Second, you may be able to avoid weight gain by taking a look at the type of insulin(s) that you are using. For example, in overweight type 2 diabetic subjects, use of once-daily Levemir (detemir) caused less weight gain and less frequent hypoglycemia than use of NPH (4), even combined with use of rapid-acting injections of a separate insulin for meals (and the same is likely true when using Lantus, or insulin glargine). Anyone taking basal insulin alone (once or twice daily) or following a basal-bolus regimen can benefit by making sure that insulin doses are regulated effectively to prevent blood sugar lows and highs—while using as little insulin as absolutely necessary to get the desired glycemic effect.
In other words, the type of insulin you use and the doses you take are both important to consider in the overall management of your diabetes and your body weight, regardless of which type you have.

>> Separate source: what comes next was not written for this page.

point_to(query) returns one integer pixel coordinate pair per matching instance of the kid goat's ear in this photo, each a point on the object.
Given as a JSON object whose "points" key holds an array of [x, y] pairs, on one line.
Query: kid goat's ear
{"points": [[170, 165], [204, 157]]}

Just as importantly, though, is how you choose to manage your lifestyle, both your exercise and your dietary choices. Changes in your lifestyle, such as cutting back on refined carbohydrates that require larger doses of insulin to cover them and exercising regularly, are likely your best bets to counteract any potential weight gain caused by insulin use. An added side benefit is that if you have type 2 diabetes and start exercising regularly, you may actually lose fat weight and be able to lower your insulin doses more or get off of insulin injections completely.
- Jacob AN et al. Weight gain in type 2 diabetes mellitus. Diabetes Obes Metab. 2007 May;9(3):386-93.
- Jansen HJ et al. Pronounced weight gain in insulin-treated patients with type 2 diabetes mellitus is associated with an unfavourable cardiometabolic risk profile. Neth J Med. 2010 Nov;68(11):359-66.
- Jacob AN et al. Potential causes of weight gain in type 1 diabetes mellitus. Diabetes Obes Metab. 2006 Jul;8(4):404-11.
- Fajardo Montañana C et al. Less weight gain and hypoglycaemia with once-daily insulin detemir than NPH insulin in intensification of insulin therapy in overweight Type 2 diabetes patients: the PREDICTIVE BMI clinical trial. Diabet Med. 2008 Aug;25(8):916-23.